Venus the Sight of such Destruction fears,
Averts her mournful Looks, and hides her Tears.
Yet better here he'd dy'd, than when alone,
In vile Phœacia, and a Coast unknown;
Here sure his Mother clos'd his dying Eyes,
And gave a Present at his Obsequies;
Here his fond Sister shar'd her Mother's Woe,
While down her Back her careless Tresses flow;
With these to grace the mournful Obsequies,
A lovely Pair attend with weeping Eyes,
Both close the Pile where the Pale Lover lies.

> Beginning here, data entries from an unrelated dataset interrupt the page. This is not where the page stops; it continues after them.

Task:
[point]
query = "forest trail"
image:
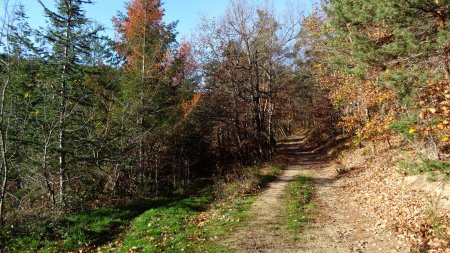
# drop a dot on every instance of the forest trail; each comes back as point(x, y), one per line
point(338, 225)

When Delia thus, as Grief unbound her Tongue,
“Happy were we, when warm Desire was young;
“When Delia was the Celebrated Name,
“You liv'd while Delia was your only Flame:
“To whom the weeping Nemesis replies
“What Share have you to wail these Obsequies?

xlviii

Tibullus' Love was all at my Command;
“Dying he held me with a feeble Hand.
If after Death we any Title claim,
Except a fleeting Shade, or empty Name,
Tibullus shall unite the happy Train
In flow'ry Meadows and th' Elysian Plain;
There famous Calvus shall with Joy attend,
Glad at the Sight of his departed Friend;
To these, the learn'd Catullus shall be joyn'd,
With Ivy round his youthful Temples twin'd;
There Gallus, thou, if guiltless, shalt attend,
Of Crimes against thy violated Friend;
Gallus, with Sword decisive of the Strife;
Profuse of Blood, and lavish of thy Life;
With these pleas'd Shades, shall glad Tibullus go,
If Shades know any thing of Friends below;
Thou soft Tibullus, on the happy Plain,
Shalt swell the Number of the sacred Train;
Whilst here in-urn'd may thy safe Ashes rest,
Nor may that Urn with weighty Earth be prest.